South Buffalo Habitat and Water Quality Improvement Project

Print
Press Enter to show all options, press Tab go to next option

The South Buffalo Creek Habitat and Water Quality Improvement Project was a 56-acre project located between Meadowview Road and I-40, near Randleman Road. The project was designed to reconnect South Buffalo Creek with its original floodplain to spread out and slow down the stream flow while filtering sediment and pollutants.

High velocity stream flow during storms have caused severe erosion of the main channel and adjacent tributaries, so this project disconnects and reroutes some of those tributaries back onto the floodplain. This will reduce the erosion and offer water quality treatment through natural processes.

The project also integrates wetland sloughs adjacent to the main channel that spread out and slow down the stream while adding a variety of wetland plants to enhance wildlife habitat and water quality treatment. View the project map.

The South Buffalo Creek Habitat and Water Quality Improvement Project was constructed in four phases from 2013-18. All four phases were built with assistance from a partnership and grant funding from Clean Water Management Trust Fund (CWMTF). 

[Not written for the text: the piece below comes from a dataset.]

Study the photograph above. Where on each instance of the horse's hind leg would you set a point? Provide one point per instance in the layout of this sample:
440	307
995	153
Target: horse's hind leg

  • Phase I of the South Buffalo Habitat and Water Quality Improvement Project was built in 2013 thanks to a $710,270 grant. Phase I was located on the north side of the creek and focused on the relocation of the Kersey Tributary onto the floodplain, continuing the Spring Valley Stream Restoration Project further downstream to South Buffalo Creek, building a wetland slough and stabilizing eroded stream banks.
  • Phase II was built in 2015 using a $524,363 grant and focused on building additional wetland sloughs.
  • Phase III was built in 2016 with a grant of $667,485 and focused on another wetland slough, tributary restoration, and stream bank stabilization.
  • Phase IV focused on the main channel of South Buffalo Creek and incorporated stream bank stabilization techniques and habitat creation with the main channel using natural features like rock and log vanes and integrated riffle/pool sequences. This phase was built in 2018 using a $495,523 grant.

CWMTF was established in 1996 to help finance projects that enhance or restore degraded waters, protect unpolluted waters and drinking water supplies, and/or contribute toward a network of riparian buffers and green ways of environmental, educational and recreational benefits.